@NarayanK, Thanks for posting this as it helps confirm behaviour of certain functions. Strangely CELL("width") is returning a two element array. The second element of this array sometimes returns FALSE and sometimes TRUE. Does anyone have any ideas what this is?
I'm not sure what the purpose is but the fact that the CELL function can retun an array with a particular combination of inputs means that the usual array evaluation of arguments doesn't happen. This explains why you need the IF(1,+...) construction to force array evaluation of the second argument or for the first argument something like T(IF(1,{"width","col"})).
Several other functions behave similarly...
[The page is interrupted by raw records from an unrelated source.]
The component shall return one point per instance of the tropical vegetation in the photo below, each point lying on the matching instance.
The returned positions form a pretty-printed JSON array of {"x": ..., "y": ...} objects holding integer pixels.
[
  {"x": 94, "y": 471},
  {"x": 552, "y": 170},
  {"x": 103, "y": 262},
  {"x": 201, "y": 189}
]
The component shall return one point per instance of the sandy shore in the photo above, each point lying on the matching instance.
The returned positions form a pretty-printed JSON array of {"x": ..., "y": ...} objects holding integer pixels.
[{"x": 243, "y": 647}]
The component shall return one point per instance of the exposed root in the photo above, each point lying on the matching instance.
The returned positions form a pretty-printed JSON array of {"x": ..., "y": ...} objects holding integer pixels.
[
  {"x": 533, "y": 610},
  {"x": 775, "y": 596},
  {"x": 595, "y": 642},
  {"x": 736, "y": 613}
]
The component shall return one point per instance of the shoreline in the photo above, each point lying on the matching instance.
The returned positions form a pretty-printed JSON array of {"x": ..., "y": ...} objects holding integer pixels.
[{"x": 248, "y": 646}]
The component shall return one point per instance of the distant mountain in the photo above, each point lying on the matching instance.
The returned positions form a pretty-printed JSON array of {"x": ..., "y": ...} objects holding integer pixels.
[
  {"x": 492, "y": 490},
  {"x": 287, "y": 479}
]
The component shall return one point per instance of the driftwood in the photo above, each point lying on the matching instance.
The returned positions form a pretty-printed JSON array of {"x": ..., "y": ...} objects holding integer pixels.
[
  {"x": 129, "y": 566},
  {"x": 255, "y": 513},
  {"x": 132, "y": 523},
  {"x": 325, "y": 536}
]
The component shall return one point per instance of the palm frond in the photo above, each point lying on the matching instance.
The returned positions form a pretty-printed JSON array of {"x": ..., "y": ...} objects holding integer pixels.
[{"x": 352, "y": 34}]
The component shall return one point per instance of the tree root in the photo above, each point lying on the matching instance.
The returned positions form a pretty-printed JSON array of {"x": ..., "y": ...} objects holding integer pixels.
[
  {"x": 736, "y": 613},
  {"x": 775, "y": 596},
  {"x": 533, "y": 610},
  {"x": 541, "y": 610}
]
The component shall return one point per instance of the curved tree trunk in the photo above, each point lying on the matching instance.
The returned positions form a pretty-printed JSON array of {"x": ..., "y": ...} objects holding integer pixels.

The INDEX function needs N(IF(1,...)) in the second or third arguments to array evaluate argumennts. INDEX can return an array when the second or third argument is zero.
The VLOOKUP / HLOOKUP functions need T(IF(1,+...)) or similar in the first argument to return an array. Somewhat like CELL, these functions can return a one element array when the third argument is a single cell reference.
It appears that what is needed to force array evaluation is to pass the array as a variant so that it doesn't get converted to a value. The IF(1,...) construction is converting the argument to a variant array and when passed to a function that takes a variant argument the array gets passed as if it was a value. This trick was discovered several years ago by piny on a chinese language forum.